As the housing market continues to inch towards improvement, a backlog of foreclosures continues to slow it down. Industry analysts are now suggesting that one of the foreclosure laws intended to protect consumers is partially to blame for this clog in the system.
Judicial vs. Non-judicial Foreclosure
States have variations in their foreclosure laws, one of which being whether the courts get involved in the proceedings or not. In a non-judicial foreclosure state, lenders are not required to obtain court approval before foreclosing on a home. On the other side, judicial foreclosure states require that the lender file complaint with the court, prove they made good faith efforts to collect on the debt prior and wait for the court to manage the foreclosure. The average judicial foreclosure now takes upwards of 300 days or more to complete.

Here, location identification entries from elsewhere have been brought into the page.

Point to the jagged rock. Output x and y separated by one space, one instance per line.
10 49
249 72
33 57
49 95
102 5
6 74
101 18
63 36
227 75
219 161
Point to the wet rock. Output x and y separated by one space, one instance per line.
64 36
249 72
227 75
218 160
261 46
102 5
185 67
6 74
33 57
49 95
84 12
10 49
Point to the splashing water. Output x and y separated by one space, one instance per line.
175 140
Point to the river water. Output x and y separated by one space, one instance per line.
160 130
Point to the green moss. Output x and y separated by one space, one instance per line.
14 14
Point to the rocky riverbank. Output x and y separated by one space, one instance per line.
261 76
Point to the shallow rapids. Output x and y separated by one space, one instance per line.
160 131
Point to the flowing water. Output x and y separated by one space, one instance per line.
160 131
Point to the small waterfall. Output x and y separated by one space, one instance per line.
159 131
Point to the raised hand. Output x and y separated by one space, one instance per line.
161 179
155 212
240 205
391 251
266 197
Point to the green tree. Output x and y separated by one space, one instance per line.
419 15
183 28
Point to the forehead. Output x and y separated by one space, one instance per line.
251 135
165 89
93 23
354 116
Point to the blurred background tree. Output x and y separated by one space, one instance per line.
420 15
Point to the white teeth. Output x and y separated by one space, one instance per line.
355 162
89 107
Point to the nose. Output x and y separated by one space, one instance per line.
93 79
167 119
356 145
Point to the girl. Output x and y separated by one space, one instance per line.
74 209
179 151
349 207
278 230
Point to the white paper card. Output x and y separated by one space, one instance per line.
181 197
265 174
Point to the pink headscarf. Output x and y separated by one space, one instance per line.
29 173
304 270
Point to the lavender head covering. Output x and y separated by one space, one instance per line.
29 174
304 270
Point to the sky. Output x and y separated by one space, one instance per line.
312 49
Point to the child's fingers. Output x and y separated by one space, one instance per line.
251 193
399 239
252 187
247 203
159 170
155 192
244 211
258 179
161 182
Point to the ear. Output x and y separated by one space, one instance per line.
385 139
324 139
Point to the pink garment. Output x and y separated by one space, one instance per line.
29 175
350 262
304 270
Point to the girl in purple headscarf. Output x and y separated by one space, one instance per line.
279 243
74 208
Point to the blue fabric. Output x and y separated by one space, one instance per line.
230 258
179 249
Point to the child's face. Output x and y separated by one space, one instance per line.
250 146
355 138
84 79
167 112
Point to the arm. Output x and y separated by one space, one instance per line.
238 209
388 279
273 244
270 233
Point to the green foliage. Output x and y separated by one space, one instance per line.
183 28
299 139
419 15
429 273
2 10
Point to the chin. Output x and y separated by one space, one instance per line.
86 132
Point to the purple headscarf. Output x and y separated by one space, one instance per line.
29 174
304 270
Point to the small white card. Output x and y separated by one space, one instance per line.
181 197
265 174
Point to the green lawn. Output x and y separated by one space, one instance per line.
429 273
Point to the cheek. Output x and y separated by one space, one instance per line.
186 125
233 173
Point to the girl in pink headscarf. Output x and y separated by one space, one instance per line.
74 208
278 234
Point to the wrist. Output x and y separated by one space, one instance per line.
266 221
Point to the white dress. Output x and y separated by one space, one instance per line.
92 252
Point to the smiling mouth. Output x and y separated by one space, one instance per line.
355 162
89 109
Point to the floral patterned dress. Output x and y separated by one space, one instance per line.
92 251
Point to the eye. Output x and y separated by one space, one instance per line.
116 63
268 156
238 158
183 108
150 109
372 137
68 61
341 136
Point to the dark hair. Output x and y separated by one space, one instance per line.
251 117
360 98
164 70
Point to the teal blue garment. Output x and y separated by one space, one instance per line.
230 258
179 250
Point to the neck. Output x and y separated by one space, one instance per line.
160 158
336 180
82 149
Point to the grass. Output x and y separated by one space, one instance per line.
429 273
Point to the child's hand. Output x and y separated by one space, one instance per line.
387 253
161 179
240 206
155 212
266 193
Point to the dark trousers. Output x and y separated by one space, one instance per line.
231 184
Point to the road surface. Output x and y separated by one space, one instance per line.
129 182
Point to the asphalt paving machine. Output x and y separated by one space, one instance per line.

Many are now blaming much of the backlog in foreclosure processing on the judicial process, stating that the numerous foreclosure filings presented to the court are slowing down the completion of the process. Further, the high volume of foreclosure cases the court is required to process is causing delays in the economic recovery we have been hoping for. For borrowers, many are left up in the air about their eviction date and their financial futures as they wait for the courts to complete a process that may have been avoided had the lender extended mortgage debt help prior to getting the courts involved.
Since each state carries different specifics in terms of the foreclosure laws, anyone at risk of losing their home should consult a foreclosure attorney to review their case. In many cases, an attorney can help negotiate an alternative solution before the home enters, what could be, a lengthy foreclosure process.